A disabled Christchurch person whose situation changed dramatically when their husband suffered a head injury during the Government’s disability support funding freeze says the system needs to be able to respond to emergencies as well as meet everyday needs.
Sam* was diagnosed with autism in 2023.
While autism affects everyone differently, Sam experiences autistic burnout and chronic fatigue, which they manage daily with Disability Support Services funding.
This funding pays for support and services that help them function day to day.
But when controversial changes were introduced to Disability Support Services in March 2024, new limits were placed on what disabled people could purchase with their funding.
At the time, families and advocates said they were “blindsided” by the ministry’s announcement, which came without warning and was effective immediately.
For Sam, a use of their funding was to purchase nutritional shakes, which assisted them in times of autistic burnout.
But in July last year, Sam’s husband and primary caregiver collapsed at work and suffered a head injury.
They were off work for six weeks before beginning a gradual return-to-work programme, which took a further 12 weeks before he could resume full-time hours.
“He’s probably about 85% better,” Sam told the Herald.
“He’s exhausted after work, his executive functioning is less reliable, and we still don’t actually know why he collapsed in the first place.”
While caring for their husband and managing their own disability, Sam said essential items that supported their quality of life began to decline under the new funding rules.
This included nutritional shakes that they rely on, particularly during periods of autistic burnout.
Sam said the system should be flexible enough to meet everyday needs while also responding to emergency situations, such as their husband’s accident.

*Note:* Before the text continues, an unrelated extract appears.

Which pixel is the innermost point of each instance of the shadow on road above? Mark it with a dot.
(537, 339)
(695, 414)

“In a better world, when my husband was clearly concussed and had a month-long medical certificate written, I would have been able to contact my NASC [Needs Assessment and Service Co-ordination] to explain, ‘I’ve lost my full-time carer to illness and I will need help’,” they said.
Needs Assessment and Service Co-ordination organisations are agencies funded by Health New Zealand Te Whatu Ora to help people with disabilities, mental health issues, or older adults identify support needs.
Ministry of Social Development deputy chief executive of Disability Support Services Anne Shaw said how much funding someone receives is determined by their Needs Assessment and Service Co-ordination (NASC) or Enabling Good Lives (EGL) site, following a needs assessment.
“Decisions on spending are the responsibility of each person, with the support of the host provider,” Shaw said, noting that expectations are that spending decisions align with purchasing guidelines that remain in place until April 1 this year.
Shaw said records from Sam’s NASC indicate that funding for nutritional shakes was declined in August 2024 as they were “not aligned to the purpose of the funding allocation of Respite Care”.
Shaw noted that Sam had a respite funding allocation still available.
But Sam said it was “hard to know what will convince” providers that purchases align with their needs due to a disability.
“Everything has to be justified,” they said.
“If you make a purchase, you have to fill in a form explaining why you need it and how it supports your disability goals.
“When you have a disability like autism, which impacts every facet of life, it’s hard to know what will convince them that a purchase is needed due to disability.
“Often, what are considered ‘normal household items’ would be a life-changer for me.
“Like many disabled people, we don’t have spare money to spend on things to support my sensory needs or social support needs, but where does the line get drawn between accommodation and ‘normal household item’?
“I have to ring each time to ask, or try submitting a quote, both of which are huge asks when even feeding myself is in the too-hard pile.”
Shaw said they understood the impact that changes to the purchasing guidelines have had on the community, including on the people spoken to for the report.
“We’ve consulted widely with the disability community, and as a result, some significant changes will be made to flexible funding and the disability support system in February and April [2025],” she said.
“People will get more choice and control in their use of flexible funding.
“The Minister for Disability Issues announced these changes on September 3 [2025], which include the removal of the March 2024 purchasing guidelines and the introduction of new flexible funding budgets,” Shaw said.
“The changes are significant for disabled people, families and carers.
“Disability Support Services is working hard to ensure the processes, systems and tools are in place when the changes start taking effect.
“In Budget 2025, the Government boosted funding for disability support services by $1 billion over four years to support demand and meet the increasing costs of disability support services.
“With the removal of purchasing guidelines from April 1, 2026, disabled people will have more choice and control over how they spend their flexible funding within their budget and agreed support plan.
“The changes are designed to make it easier for people to choose how they spend their flexible funding to address barriers linked to their disability.”
Shaw said that if someone’s situation has changed and they have concerns, they should get in touch with their NASC or EGL site to ensure they are getting all the support they are entitled to under the current settings.
* Name has been changed by request of anonymity.